The America Invents Act “will make it more difficult for patent trolls to harass the software industry and others,” Leahy said in a statement. “This will improve every sector of our economy, in Vermont and across the country.”

But Vermont attorneys who defend trolls’ intended victims doubt that the Leahy law will be effective in halting the onslaught. Its only significant anti-troll provision prohibits infringement suits from being filed against more than one company at a time. Trolls have in the past routinely taken the money-saving route of simultaneously suing hundreds of businesses. That change alone won’t do enough to dissuade trolls from threatening innovators, says Larry Meier, chairman of the intellectual property group at Downs Rachlin Martin.

Vermont does account for a significant share of patents issued in the United States. In fact, it receives more on a per-capita basis than any other state.

“I wish I could tell you it’s because we’re such great entrepreneurs and innovators,” Coté says, “but it’s mostly because IBM gets patents for all sorts of things at its Essex plant.” Even so, Coté adds, Vermont’s countercultural groove does encourage the nonconformist thinking that leads to innovation. He cites Jake Burton Carpenter’s pioneering of the snowboard industry as a prime example.

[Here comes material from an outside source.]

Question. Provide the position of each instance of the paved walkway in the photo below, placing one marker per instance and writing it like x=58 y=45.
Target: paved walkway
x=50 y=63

Vermont Teddy Bear Company, in Shelburne, also received patents in 1999 for various stuffed-animal designs, while Revision Eyewear in Essex got a patent in 2007 for the protective goggles it developed for the U.S. military. And then there’s Samuel Hopkins, the Vermonter granted the first patent issued in the United States. It was awarded to the Pittsford resident on July 31, 1790, under a patent statute signed into law by President George Washington three months earlier.

Hopkins’ breakthrough? An improved method of making potash, a form of potassium used for millennia as a bleaching agent and ingredient in soap.